Traces and Many Centers
Thoughts on: Mesoamerican Voices: Native Language Writings from Colonial Mexico, Yucatan, and Guatemala, and on Invading Guatemala: Spanish, Nahua, and Maya Accounts of the Conquest Wars
1. Did you know: the appearance of things shifts with the ground you stand on. As we move from the single narrative of a Cortes or Diaz, from the one to the many of other Spanish accounts and the diverse indigenous accounts of the conquest(s) of Mexico and Guatemala, things become much more complex, more disorienting. We are not sure if we are on the same ground, the same field of battle, the same narrow stone causeway before a Maya city, as we were a couple narratives ago. It makes a great difference whether your experience of, say, the conquest of Guatemala ends in a governorship, or in a poorly-attended to settlement far from home, spurned by your supposed allies.
Things that seemed so important recede from view and others take their place; the ‘local’ supersedes the grand tale; or, rather, everything is revealed as ‘local,’ as particular. Knowing the boundaries, the markers, of your narrative, knowing what plot of ground you are standing on: this makes all the difference in the world, as much for understanding these multiple coexisting pasts as describing a wood lot or house plot. And the boundaries, like Pasquala Chi’s forested lands, are themselves marked with ruins and edges of other things, promises of what lies behind the text before us, what lies beyond the bounds, under the overgrowth, between the lines.
2. Did you know: things do fall apart and come back together and fall apart again. Some things matter more than others: the Spanish may keep local hierarchies intact, but it is not the same thing, is it? And perhaps many things can be tolerated- empires expand and contract, after all, and who can know the way things will work out after all. But some things matter a great deal more: the congregacion, for instance, does something especially troubling. It opens up questions that are painful to answer: ‘When he comes to settle, will there be a house already there for him? And wheover settles on his land, will e not also apropriate for himself the fields? Where will he work land if they are entirely lost to him? And if he thus leaves behind his maize, chia, or cactus fruit, and his burial grounds, who will guard them for him? Will he not lose whatever he leaves behind?’ Gods can come and go, altapatl to cabildo, so be it- but the land, the mothering soil and seed and stock. This is something more, isn’t it?
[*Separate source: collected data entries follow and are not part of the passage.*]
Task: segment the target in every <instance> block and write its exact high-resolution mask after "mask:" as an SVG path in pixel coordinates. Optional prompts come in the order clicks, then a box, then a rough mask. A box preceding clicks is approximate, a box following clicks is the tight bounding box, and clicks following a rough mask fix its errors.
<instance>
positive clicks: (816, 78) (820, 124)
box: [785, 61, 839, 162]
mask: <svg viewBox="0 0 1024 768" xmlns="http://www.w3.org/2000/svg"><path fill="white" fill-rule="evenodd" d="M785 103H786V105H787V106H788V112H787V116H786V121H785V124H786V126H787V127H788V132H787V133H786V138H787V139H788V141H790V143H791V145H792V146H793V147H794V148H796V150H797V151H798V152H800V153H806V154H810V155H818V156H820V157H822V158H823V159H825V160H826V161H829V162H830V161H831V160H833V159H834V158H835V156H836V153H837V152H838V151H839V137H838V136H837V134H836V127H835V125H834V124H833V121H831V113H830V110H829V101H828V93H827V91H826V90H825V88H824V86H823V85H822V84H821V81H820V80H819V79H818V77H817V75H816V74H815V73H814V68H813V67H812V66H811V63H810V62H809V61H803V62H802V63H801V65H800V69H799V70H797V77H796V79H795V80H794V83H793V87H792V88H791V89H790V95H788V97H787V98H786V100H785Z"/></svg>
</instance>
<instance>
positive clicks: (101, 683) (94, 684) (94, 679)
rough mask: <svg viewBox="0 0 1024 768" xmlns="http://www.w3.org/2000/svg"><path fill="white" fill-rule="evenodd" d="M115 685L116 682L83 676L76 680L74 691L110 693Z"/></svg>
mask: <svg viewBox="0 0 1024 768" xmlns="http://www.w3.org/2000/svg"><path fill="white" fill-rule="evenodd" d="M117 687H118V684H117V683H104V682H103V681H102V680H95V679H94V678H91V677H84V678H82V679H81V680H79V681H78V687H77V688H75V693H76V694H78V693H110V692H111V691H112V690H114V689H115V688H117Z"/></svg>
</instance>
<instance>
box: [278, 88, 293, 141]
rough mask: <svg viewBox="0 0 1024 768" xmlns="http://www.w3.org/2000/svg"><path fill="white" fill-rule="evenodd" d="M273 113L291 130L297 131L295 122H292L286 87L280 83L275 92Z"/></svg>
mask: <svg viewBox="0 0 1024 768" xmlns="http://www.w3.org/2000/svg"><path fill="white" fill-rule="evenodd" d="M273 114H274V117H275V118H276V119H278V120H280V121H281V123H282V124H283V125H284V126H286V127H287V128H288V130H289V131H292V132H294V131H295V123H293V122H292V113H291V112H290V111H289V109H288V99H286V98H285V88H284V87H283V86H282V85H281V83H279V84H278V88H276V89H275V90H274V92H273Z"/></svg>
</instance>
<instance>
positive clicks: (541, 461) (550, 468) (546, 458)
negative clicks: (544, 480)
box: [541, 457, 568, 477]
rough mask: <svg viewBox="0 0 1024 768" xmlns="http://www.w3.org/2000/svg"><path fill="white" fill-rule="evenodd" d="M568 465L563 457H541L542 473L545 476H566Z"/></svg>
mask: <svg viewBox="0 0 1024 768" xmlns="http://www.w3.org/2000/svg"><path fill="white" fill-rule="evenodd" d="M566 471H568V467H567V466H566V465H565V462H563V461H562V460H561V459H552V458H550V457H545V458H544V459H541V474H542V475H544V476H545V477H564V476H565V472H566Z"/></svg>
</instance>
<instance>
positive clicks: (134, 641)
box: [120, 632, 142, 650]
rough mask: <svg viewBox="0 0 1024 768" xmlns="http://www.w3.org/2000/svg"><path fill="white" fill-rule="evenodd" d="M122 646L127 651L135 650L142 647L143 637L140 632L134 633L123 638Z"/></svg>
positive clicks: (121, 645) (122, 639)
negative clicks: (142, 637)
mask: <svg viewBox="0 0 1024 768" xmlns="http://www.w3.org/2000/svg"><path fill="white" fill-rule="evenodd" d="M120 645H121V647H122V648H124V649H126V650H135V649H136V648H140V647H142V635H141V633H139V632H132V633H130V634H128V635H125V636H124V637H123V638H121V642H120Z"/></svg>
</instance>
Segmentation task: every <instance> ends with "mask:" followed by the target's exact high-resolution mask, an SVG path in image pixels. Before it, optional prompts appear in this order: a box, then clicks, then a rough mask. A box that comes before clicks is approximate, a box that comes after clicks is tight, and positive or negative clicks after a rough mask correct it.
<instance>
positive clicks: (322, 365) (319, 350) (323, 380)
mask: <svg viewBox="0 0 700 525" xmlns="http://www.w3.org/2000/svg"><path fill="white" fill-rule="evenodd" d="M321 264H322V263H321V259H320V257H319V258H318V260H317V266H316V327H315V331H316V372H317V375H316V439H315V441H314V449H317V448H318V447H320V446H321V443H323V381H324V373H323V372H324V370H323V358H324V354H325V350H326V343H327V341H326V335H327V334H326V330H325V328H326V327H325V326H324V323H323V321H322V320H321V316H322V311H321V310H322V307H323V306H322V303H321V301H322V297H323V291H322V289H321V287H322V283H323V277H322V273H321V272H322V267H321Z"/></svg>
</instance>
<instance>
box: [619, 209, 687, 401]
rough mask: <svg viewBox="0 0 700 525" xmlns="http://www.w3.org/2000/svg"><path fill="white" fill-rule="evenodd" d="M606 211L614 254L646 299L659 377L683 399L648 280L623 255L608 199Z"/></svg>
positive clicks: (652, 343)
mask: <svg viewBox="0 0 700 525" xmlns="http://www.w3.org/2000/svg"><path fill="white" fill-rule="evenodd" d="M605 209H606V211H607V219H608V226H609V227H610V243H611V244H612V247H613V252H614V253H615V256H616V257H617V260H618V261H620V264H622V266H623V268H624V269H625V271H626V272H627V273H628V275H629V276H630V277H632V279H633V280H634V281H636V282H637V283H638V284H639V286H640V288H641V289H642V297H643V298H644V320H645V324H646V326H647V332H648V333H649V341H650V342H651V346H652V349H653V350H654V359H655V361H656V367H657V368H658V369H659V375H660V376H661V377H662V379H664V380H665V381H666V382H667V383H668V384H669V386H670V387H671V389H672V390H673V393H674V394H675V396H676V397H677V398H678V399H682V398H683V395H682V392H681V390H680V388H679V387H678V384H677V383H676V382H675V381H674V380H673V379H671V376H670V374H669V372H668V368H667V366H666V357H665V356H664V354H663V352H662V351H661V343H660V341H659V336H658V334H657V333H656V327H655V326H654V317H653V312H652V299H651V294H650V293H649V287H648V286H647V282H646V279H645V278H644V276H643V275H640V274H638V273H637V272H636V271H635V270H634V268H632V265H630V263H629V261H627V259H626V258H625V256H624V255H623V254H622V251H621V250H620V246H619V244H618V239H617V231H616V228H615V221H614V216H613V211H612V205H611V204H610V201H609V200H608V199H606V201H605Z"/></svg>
3. Did you know: there are thin traces, like the beloved’s old campsite in the desert, running through all these texts. From the vivid quietly solemn and joyful dialogue for land from St. Michael, to the equally vivid and sorid tales of murder and hit-jobs gone awry, there are people, great and small, whose names and not much else- a story, a list of things, lands, relationships briefly mentioned- spread a narrow trace over the desert of the past. Some are especially poignant, even coming in unlikely places; you can almost feel the trace, or at least think you can: ‘Here is another person, named Martin Itzcuin, from Mexicatzinco. His wife is named Ana Teiuc; their children are no longer alive. They came fifteen years ago. They live together with Catalina. All they did was try to make a living. He says: “Let us be given a field on which we will pay tribute, we will not go back to our hometown, since we came [here] a long time ago.’
4. Did you know: sometimes you wake up and realize how strange much of this must have been, at least at first, how fresh and foreign and yet familiar these events and processes and people appear. Cortes dressing up in feathers and golden ornaments; Japanese envoys escorted by a monk strolling through the streets of a rebuilt Mexico City; priests dug up out of the mountains offering children to rain deities. And so much familiar: squabbles in cabildos, power struggles in households and among neighbors, professions of faith and hope in the face of death.